English    Türkçe    فارسی   

2
3532-3556

  • آب جو نسبت به اشتر هست کم ** لیک باشد موش را آن همچو یم‏
  • Su, deveye göre azdır, fakat fareye göre deniz gibiydi.
  • هر که را باشد وظیفه چار نان ** دو خورد یا سه خورد هست اوسط آن‏
  • Birisinin dört ekmeğe ihtiyacı olurda iki yahut üç tanesini yerse bu, orta bir yiyiştir.
  • ور خورد هر چار دور از اوسط است ** او اسیر حرص مانند بط است‏
  • Fakat dördünü de yerse bu yiyiş, orta bir yiyiş değildir ki. O adam, kaz gibi hırsına esir olmuştur.
  • هر که او را اشتها ده نان بود ** شش خورد می‏دان که اوسط آن بود 3535
  • Birisinin on ekmeğe iştahı olsa da altısını yese bu orta sayılır.
  • چون مرا پنجاه نان هست اشتهی ** مر ترا شش گرده هم دستیم نی‏
  • Fakat benim elli ekmeğe ihtiyacım var, senin altı yufkaya müsavi değiliz ki.
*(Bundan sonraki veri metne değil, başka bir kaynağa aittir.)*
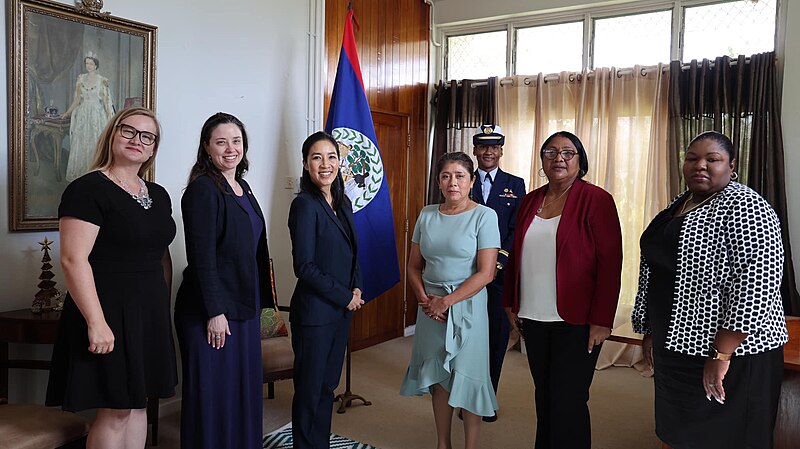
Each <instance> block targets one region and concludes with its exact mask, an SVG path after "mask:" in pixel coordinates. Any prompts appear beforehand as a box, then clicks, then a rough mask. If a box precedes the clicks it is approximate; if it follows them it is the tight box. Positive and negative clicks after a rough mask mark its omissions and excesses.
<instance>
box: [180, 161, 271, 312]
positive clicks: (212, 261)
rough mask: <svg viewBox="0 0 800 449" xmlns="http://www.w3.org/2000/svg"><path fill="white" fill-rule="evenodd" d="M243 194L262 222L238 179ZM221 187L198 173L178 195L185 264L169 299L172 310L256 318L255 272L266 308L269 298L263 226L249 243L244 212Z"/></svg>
mask: <svg viewBox="0 0 800 449" xmlns="http://www.w3.org/2000/svg"><path fill="white" fill-rule="evenodd" d="M239 182H240V184H241V185H242V189H243V190H244V194H245V195H246V196H247V198H248V199H249V200H250V203H251V204H252V205H253V209H255V211H256V213H257V214H258V215H259V217H260V218H261V222H262V223H264V216H263V214H262V213H261V208H260V207H258V202H257V201H256V198H255V197H254V196H253V192H252V191H251V190H250V185H249V184H247V182H246V181H245V180H244V179H240V180H239ZM223 187H224V188H225V192H224V193H223V192H221V191H220V190H219V189H218V188H217V186H216V184H214V181H213V180H212V179H211V178H210V177H209V176H201V177H199V178H197V179H195V180H194V181H192V182H191V183H190V184H189V186H187V187H186V191H185V192H184V194H183V197H182V198H181V210H182V212H183V226H184V234H185V237H186V258H187V259H188V262H189V264H188V266H187V267H186V269H185V270H184V271H183V282H181V286H180V288H179V289H178V296H177V298H176V300H175V312H176V313H184V314H202V315H204V316H205V317H206V318H210V317H214V316H217V315H219V314H223V313H224V314H225V316H226V317H227V318H228V319H229V320H245V319H250V318H254V317H256V314H257V312H258V310H256V291H255V288H256V284H257V283H256V275H258V286H259V287H260V290H261V307H262V308H266V307H272V306H273V304H274V298H273V297H272V288H271V284H270V276H269V249H268V247H267V233H266V226H265V227H264V231H263V232H262V233H261V237H260V238H259V240H258V249H257V250H256V249H255V245H254V244H253V229H252V225H251V224H250V217H249V216H248V215H247V212H246V211H245V210H244V209H243V208H242V206H240V205H239V203H237V202H236V198H235V197H234V194H233V190H232V189H231V187H230V186H229V185H228V183H226V182H224V183H223Z"/></svg>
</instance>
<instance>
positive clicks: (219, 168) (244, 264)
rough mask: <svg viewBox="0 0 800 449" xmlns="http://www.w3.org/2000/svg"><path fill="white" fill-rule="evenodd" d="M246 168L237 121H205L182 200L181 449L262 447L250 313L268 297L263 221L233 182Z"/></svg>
mask: <svg viewBox="0 0 800 449" xmlns="http://www.w3.org/2000/svg"><path fill="white" fill-rule="evenodd" d="M247 167H248V162H247V133H246V132H245V129H244V125H243V124H242V122H241V121H239V119H237V118H236V117H234V116H232V115H230V114H226V113H223V112H219V113H217V114H214V115H212V116H211V117H210V118H209V119H208V120H206V122H205V124H204V125H203V129H202V131H201V134H200V145H199V147H198V149H197V161H196V162H195V164H194V166H193V167H192V171H191V174H190V175H189V185H188V187H186V192H185V193H184V194H183V198H182V199H181V209H182V211H183V223H184V232H185V236H186V256H187V259H188V266H187V267H186V270H184V272H183V282H182V283H181V286H180V289H179V290H178V297H177V299H176V301H175V329H176V331H177V334H178V342H179V344H180V348H181V359H182V363H183V404H182V407H181V408H182V414H181V447H182V448H193V449H195V448H223V447H231V448H232V447H240V448H258V447H261V437H262V428H261V421H262V393H261V392H262V388H263V382H262V369H261V338H260V332H259V324H260V321H259V315H260V309H261V308H262V307H271V306H272V304H273V298H272V290H271V288H270V285H269V279H270V278H269V268H268V266H269V250H268V248H267V234H266V227H265V225H264V216H263V215H262V213H261V209H260V208H259V207H258V202H257V201H256V199H255V197H254V196H253V192H252V191H251V190H250V186H249V185H248V184H247V182H246V181H245V180H244V179H243V178H242V176H243V175H244V173H245V172H246V171H247Z"/></svg>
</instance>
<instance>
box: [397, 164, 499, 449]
mask: <svg viewBox="0 0 800 449" xmlns="http://www.w3.org/2000/svg"><path fill="white" fill-rule="evenodd" d="M436 172H437V179H438V182H439V189H441V191H442V194H443V195H444V198H445V201H444V203H442V204H436V205H430V206H426V207H425V208H424V209H422V212H421V213H420V216H419V219H418V220H417V225H416V227H415V229H414V236H413V238H412V245H411V255H410V257H409V261H408V279H409V281H410V282H411V286H412V289H413V291H414V294H415V295H416V298H417V301H418V302H419V309H418V310H417V325H416V336H415V337H414V348H413V352H412V354H411V361H410V362H409V366H408V371H407V372H406V376H405V378H404V379H403V385H402V387H401V388H400V394H401V395H403V396H415V395H422V394H425V393H430V394H431V395H432V397H433V400H432V402H433V416H434V420H435V422H436V434H437V439H438V442H437V447H438V449H449V448H450V447H452V444H451V441H450V432H451V422H452V418H453V409H454V408H461V409H462V410H463V412H464V413H463V417H464V440H465V447H466V449H473V448H477V447H478V436H479V430H480V423H481V417H482V416H492V415H494V413H495V410H497V399H496V397H495V394H494V389H493V388H492V381H491V378H490V377H489V328H488V321H489V320H488V316H487V312H486V288H485V287H486V285H487V284H488V283H489V282H491V281H492V279H494V275H495V268H496V265H497V251H498V248H499V247H500V231H499V230H498V227H497V216H496V215H495V212H494V211H493V210H492V209H490V208H488V207H486V206H481V205H479V204H478V203H476V202H474V201H472V200H471V199H470V198H469V192H470V191H471V190H472V183H473V180H474V177H475V170H474V167H473V164H472V159H470V157H469V156H467V155H466V154H465V153H461V152H456V153H446V154H444V155H443V156H442V157H441V158H439V161H438V162H437V164H436Z"/></svg>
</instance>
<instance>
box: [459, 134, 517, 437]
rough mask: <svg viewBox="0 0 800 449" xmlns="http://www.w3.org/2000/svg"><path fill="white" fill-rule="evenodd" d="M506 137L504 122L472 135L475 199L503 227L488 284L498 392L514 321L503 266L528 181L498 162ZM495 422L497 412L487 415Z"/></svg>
mask: <svg viewBox="0 0 800 449" xmlns="http://www.w3.org/2000/svg"><path fill="white" fill-rule="evenodd" d="M505 140H506V137H505V136H504V135H503V134H502V133H501V131H500V126H497V125H483V126H481V129H480V132H479V133H478V134H476V135H475V136H473V137H472V144H473V150H472V154H473V155H474V156H475V158H477V160H478V170H477V171H476V173H475V174H476V176H475V184H474V185H473V187H472V199H473V200H475V201H476V202H478V204H483V205H486V206H488V207H491V208H492V209H493V210H494V211H495V212H496V213H497V224H498V227H499V228H500V242H501V243H500V245H501V247H500V252H499V254H498V255H497V276H496V277H495V279H494V281H492V283H490V284H489V285H487V286H486V290H487V293H488V296H489V298H488V303H487V304H488V312H489V373H490V374H491V377H492V386H493V387H494V391H495V393H496V392H497V385H498V383H499V382H500V370H501V369H502V367H503V358H505V355H506V348H507V346H508V336H509V333H510V331H511V324H510V323H509V321H508V315H506V312H505V309H504V308H503V267H504V266H505V264H506V262H507V261H508V250H509V249H510V248H511V244H512V243H513V242H514V226H515V224H516V220H517V207H518V206H519V204H520V203H521V202H522V197H523V196H525V181H524V180H523V179H522V178H520V177H518V176H514V175H512V174H510V173H506V172H504V171H503V170H500V167H499V166H498V164H499V163H500V158H501V157H503V144H504V143H505ZM483 420H484V421H486V422H494V421H496V420H497V415H494V416H488V417H484V418H483Z"/></svg>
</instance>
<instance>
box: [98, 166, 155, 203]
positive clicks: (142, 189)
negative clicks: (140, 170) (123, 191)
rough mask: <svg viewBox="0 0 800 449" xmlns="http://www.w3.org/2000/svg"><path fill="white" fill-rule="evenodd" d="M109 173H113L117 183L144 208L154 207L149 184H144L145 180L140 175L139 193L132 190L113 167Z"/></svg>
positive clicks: (113, 177)
mask: <svg viewBox="0 0 800 449" xmlns="http://www.w3.org/2000/svg"><path fill="white" fill-rule="evenodd" d="M108 174H109V175H111V176H112V177H113V178H114V179H115V180H116V181H117V183H118V184H119V185H120V186H121V187H122V190H124V191H125V192H127V193H128V195H130V196H131V198H133V199H134V200H136V202H137V203H139V205H140V206H142V207H143V208H144V209H150V208H151V207H153V199H152V198H150V194H149V193H148V192H147V186H146V185H145V184H144V180H142V178H140V177H138V176H137V177H136V179H138V180H139V193H133V192H131V189H129V188H128V184H126V183H125V181H123V180H122V179H120V178H119V176H117V175H116V174H115V173H114V172H112V171H111V169H109V170H108Z"/></svg>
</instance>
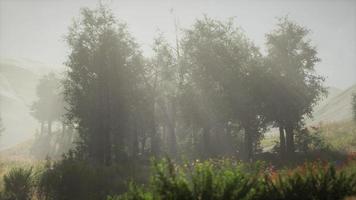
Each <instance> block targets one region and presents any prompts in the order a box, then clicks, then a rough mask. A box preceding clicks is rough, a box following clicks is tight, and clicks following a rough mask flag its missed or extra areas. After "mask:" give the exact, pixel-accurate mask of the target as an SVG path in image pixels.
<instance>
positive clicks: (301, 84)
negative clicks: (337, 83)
mask: <svg viewBox="0 0 356 200" xmlns="http://www.w3.org/2000/svg"><path fill="white" fill-rule="evenodd" d="M309 32H310V31H309V30H308V29H306V28H305V27H303V26H300V25H298V24H297V23H295V22H292V21H290V20H289V19H288V18H287V17H284V18H281V19H280V20H279V23H278V24H277V28H276V29H275V30H274V31H272V32H271V33H269V34H267V35H266V38H267V43H266V44H267V48H268V55H267V58H266V63H265V64H266V67H267V69H268V73H269V83H270V84H268V85H266V87H267V88H266V89H265V91H267V93H266V94H265V95H264V96H265V97H266V102H268V103H267V104H268V106H267V110H268V109H269V111H267V112H266V113H269V114H267V116H268V117H269V119H271V120H272V121H274V122H275V125H276V126H278V127H279V130H280V147H281V155H284V151H286V152H287V153H289V154H291V153H293V152H294V130H295V129H297V128H298V126H302V125H303V119H304V118H305V117H306V116H309V117H311V115H312V109H313V107H314V105H315V104H316V103H317V102H318V101H319V100H320V99H321V98H322V97H323V95H324V94H326V89H325V87H324V86H323V81H324V78H323V77H321V76H319V75H317V74H316V73H315V70H314V67H315V64H316V63H318V62H319V61H320V59H319V58H318V57H317V50H316V48H315V47H314V46H312V44H311V42H310V40H309V39H308V38H307V36H308V34H309ZM285 133H286V135H285Z"/></svg>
  • تو به ده رکعت نماز آیی ملول ** من به پانصد در نیایم در نحول‏
  • Sen on rekât namaz kılınca usanırsın, ben beş yüz rekât namaz kılsam usanmam.
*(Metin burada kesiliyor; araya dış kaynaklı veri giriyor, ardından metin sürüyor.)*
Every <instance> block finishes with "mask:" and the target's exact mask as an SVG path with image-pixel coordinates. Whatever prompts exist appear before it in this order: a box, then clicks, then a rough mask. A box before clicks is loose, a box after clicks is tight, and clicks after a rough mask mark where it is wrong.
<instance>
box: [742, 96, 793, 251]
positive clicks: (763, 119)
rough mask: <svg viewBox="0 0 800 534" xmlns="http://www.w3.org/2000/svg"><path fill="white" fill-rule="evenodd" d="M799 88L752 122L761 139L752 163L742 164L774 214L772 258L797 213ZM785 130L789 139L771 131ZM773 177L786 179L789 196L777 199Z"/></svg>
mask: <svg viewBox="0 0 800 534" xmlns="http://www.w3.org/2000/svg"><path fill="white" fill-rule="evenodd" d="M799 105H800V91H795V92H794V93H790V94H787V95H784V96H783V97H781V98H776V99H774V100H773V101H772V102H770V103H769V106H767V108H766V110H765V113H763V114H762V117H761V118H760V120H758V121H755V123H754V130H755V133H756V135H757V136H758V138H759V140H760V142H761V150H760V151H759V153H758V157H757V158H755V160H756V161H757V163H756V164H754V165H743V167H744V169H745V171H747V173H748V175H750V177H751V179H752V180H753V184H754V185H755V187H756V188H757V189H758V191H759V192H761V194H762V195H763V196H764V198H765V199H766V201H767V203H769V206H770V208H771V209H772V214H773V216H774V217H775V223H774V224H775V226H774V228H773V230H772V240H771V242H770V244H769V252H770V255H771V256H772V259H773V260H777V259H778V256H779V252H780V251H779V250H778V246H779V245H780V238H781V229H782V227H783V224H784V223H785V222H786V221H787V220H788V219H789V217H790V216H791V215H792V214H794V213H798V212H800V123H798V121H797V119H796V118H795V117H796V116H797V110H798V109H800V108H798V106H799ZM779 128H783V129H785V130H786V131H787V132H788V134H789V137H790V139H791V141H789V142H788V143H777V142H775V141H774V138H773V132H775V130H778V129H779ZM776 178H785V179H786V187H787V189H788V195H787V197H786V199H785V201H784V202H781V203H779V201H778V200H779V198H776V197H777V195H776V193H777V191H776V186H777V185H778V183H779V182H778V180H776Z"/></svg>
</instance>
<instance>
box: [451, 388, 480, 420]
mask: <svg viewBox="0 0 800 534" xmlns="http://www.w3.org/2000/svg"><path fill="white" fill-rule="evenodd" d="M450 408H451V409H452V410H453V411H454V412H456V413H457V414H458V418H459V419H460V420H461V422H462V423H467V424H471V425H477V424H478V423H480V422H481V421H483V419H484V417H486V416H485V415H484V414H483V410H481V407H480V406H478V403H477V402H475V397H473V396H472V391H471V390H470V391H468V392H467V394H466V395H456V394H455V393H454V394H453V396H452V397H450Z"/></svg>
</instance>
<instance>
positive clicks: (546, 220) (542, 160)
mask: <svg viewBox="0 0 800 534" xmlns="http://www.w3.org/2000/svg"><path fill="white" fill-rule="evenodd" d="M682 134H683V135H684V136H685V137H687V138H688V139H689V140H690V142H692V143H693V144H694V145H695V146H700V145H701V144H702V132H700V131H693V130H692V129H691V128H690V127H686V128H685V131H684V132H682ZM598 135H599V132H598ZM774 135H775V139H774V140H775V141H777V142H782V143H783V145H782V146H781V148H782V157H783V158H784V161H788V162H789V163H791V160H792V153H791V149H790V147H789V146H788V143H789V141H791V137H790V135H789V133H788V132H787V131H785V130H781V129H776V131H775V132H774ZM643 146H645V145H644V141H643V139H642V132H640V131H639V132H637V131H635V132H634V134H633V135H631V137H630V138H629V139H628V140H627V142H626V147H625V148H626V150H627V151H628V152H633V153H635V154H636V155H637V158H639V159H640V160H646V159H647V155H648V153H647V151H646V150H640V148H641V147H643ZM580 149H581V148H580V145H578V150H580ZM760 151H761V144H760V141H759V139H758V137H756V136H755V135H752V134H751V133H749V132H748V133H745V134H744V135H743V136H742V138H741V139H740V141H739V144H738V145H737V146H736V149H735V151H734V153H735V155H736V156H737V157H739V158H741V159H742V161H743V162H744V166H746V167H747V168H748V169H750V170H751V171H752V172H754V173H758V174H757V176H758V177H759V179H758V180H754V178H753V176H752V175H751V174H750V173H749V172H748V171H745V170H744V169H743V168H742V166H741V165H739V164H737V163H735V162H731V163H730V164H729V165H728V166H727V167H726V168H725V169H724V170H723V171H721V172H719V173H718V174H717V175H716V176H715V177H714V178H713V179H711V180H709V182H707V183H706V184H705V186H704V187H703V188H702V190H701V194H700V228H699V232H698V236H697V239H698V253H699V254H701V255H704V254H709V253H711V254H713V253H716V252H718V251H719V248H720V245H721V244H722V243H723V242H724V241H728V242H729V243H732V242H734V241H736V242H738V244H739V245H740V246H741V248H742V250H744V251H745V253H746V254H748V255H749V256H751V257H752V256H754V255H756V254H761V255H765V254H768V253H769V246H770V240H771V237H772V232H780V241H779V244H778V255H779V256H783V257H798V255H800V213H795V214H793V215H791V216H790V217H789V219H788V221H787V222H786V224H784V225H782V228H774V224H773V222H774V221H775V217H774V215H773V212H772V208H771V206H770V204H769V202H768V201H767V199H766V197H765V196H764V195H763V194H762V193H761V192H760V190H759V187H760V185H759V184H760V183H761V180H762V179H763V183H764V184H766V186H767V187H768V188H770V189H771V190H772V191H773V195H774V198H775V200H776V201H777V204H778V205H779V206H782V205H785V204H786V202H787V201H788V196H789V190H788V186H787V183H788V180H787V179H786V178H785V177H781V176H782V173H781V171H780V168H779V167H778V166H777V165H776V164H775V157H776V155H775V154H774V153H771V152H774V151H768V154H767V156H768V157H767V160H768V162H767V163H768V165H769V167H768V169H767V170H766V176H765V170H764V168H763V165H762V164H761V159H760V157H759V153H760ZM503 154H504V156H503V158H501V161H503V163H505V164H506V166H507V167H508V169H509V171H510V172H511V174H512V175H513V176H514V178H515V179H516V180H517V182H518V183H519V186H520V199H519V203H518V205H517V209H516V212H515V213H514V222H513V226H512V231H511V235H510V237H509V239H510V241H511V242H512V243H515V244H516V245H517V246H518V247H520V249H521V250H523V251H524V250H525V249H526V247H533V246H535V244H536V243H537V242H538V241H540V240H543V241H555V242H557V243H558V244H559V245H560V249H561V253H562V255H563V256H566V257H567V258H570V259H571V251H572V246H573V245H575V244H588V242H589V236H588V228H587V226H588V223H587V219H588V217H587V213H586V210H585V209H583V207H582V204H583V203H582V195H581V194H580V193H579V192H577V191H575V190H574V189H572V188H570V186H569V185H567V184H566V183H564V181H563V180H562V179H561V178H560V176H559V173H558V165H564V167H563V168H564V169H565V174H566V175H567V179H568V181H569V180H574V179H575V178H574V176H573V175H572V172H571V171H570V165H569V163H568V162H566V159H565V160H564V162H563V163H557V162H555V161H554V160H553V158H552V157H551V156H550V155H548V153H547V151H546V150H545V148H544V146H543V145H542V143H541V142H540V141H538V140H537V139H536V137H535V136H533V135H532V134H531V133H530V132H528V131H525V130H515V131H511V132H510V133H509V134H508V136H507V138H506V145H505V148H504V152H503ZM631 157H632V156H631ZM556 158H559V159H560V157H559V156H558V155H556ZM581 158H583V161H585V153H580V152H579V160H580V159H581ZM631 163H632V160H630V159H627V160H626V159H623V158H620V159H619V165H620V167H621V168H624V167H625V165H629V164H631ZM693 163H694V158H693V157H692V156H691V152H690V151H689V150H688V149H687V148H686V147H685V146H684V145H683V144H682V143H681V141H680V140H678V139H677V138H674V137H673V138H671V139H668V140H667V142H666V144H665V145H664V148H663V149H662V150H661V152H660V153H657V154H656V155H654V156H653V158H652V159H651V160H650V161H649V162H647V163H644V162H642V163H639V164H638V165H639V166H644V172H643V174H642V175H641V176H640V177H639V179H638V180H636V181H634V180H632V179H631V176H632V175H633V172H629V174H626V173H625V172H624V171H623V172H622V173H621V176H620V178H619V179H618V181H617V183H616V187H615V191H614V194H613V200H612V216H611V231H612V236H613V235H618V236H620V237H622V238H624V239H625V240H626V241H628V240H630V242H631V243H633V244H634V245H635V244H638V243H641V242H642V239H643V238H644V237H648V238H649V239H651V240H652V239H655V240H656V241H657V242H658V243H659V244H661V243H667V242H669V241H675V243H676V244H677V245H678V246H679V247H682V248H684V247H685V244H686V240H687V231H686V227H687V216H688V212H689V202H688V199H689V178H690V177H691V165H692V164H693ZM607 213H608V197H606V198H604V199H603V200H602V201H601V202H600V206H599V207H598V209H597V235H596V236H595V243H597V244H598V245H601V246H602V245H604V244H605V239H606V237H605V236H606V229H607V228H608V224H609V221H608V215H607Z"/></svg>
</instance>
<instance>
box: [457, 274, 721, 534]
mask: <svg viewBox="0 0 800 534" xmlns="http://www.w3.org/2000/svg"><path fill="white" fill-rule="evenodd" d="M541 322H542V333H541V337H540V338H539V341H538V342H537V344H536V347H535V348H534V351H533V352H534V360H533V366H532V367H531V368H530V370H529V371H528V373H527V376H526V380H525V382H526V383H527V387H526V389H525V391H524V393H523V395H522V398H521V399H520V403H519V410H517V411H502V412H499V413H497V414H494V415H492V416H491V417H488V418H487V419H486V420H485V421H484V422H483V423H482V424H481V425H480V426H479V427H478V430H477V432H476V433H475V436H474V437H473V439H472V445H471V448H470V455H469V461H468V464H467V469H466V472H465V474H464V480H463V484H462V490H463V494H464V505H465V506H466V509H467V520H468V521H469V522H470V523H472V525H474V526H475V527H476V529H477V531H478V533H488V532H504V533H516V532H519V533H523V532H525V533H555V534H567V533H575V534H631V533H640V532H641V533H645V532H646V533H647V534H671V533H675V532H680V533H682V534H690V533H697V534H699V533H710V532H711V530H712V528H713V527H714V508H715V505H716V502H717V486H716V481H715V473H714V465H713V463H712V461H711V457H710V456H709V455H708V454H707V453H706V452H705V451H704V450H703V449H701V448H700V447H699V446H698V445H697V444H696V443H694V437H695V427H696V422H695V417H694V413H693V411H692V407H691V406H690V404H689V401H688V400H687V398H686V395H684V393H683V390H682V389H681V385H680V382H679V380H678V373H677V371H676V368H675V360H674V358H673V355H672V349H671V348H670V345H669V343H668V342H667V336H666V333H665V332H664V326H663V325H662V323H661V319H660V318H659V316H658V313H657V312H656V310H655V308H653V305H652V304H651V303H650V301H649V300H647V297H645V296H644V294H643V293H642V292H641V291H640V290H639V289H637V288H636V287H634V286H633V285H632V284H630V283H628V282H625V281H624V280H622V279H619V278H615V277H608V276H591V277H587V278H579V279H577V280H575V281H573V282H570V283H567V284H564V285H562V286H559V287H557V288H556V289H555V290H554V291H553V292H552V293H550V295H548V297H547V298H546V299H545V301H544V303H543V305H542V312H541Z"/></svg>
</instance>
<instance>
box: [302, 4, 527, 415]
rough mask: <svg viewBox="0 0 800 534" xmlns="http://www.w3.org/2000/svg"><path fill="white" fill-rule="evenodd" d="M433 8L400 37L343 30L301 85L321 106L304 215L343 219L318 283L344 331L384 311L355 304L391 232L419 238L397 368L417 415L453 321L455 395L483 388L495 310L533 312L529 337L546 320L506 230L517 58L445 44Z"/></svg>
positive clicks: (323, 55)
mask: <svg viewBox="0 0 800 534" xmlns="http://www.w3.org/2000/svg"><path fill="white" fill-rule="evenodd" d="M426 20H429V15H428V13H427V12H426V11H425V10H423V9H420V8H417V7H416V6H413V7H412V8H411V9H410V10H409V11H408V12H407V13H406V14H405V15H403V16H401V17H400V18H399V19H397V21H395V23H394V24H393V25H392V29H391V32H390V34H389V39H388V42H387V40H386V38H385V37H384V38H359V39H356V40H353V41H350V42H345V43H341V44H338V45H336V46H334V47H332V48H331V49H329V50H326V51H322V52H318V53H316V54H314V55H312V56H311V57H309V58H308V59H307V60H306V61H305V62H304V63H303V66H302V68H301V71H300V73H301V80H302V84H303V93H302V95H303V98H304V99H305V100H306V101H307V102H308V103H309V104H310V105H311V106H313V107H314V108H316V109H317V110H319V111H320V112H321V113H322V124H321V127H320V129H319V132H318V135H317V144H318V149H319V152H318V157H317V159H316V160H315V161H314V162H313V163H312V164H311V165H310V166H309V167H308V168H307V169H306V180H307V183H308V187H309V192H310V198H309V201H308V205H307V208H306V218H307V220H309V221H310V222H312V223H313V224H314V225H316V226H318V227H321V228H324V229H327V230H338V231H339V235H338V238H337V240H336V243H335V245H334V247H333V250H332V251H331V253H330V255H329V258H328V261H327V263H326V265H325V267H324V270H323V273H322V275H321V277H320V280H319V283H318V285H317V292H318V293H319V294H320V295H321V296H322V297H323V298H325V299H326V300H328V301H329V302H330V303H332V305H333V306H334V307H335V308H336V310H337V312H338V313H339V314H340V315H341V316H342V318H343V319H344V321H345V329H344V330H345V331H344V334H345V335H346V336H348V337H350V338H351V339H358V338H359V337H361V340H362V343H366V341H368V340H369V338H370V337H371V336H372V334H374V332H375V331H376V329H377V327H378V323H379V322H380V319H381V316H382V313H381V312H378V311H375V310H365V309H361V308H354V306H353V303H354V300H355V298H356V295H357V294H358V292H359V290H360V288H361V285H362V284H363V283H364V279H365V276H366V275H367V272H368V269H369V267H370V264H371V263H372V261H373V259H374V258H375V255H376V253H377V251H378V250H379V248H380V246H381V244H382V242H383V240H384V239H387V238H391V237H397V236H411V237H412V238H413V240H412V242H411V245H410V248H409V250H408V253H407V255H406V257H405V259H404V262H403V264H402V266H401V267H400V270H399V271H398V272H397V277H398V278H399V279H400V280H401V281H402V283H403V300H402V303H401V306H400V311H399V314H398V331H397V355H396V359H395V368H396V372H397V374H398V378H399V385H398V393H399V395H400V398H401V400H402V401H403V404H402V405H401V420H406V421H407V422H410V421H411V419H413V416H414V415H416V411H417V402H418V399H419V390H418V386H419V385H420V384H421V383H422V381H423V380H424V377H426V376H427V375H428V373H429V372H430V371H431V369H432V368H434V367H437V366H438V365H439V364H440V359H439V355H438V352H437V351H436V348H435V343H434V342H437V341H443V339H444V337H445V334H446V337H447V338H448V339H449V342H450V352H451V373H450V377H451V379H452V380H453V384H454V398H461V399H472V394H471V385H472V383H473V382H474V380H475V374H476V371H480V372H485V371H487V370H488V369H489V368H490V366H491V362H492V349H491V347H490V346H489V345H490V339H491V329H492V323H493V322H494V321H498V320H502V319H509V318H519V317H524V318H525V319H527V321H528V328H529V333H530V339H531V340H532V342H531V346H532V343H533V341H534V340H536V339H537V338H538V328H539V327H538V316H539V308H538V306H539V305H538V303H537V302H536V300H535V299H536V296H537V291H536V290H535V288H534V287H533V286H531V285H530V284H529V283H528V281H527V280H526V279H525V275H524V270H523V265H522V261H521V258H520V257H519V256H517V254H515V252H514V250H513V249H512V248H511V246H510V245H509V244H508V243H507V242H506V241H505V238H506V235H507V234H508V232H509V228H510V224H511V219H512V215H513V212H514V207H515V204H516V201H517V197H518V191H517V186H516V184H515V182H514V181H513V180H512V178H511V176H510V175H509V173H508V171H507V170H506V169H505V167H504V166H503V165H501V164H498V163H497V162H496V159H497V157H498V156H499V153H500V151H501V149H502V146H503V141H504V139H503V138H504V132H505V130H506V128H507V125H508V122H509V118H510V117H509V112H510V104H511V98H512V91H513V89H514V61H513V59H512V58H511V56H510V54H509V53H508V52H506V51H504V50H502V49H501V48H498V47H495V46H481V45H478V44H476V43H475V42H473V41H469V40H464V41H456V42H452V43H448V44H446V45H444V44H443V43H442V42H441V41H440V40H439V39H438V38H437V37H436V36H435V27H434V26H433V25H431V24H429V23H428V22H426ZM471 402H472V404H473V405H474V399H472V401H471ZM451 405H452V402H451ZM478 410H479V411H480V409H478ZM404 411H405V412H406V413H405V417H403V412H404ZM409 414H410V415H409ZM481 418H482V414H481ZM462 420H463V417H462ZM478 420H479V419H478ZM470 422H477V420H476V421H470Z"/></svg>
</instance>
  • آن یکی تا کعبه حافی می‏رود ** و آن یکی تا مسجد از خود می‏شود
  • Birisi, ta Kâbe’ye kadar yaya gider, öbürü mescide varıncaya kadar kendisinden geçer.
  • آن یکی در پاکبازی جان بداد ** وین یکی جان کند تا یک نان بداد
  • Birisi o kadar cömerttir ki gönlü bulanmadan canını bile verir, öbürü bir dilim ekmek verebilmek için can çekişir.
  • این وسط در با نهایت می‏رود ** که مرا آن را اول و آخر بود 3540
  • Bu orta halli oluş, sona göredir; önü, sonu olan şeye nispetledir.
  • اول و آخر بباید تا در آن ** در تصور گنجد اوسط یا میان‏
  • Bir şeyde evvel, âhir olmalı ki ortası tasavvur edilebilsin.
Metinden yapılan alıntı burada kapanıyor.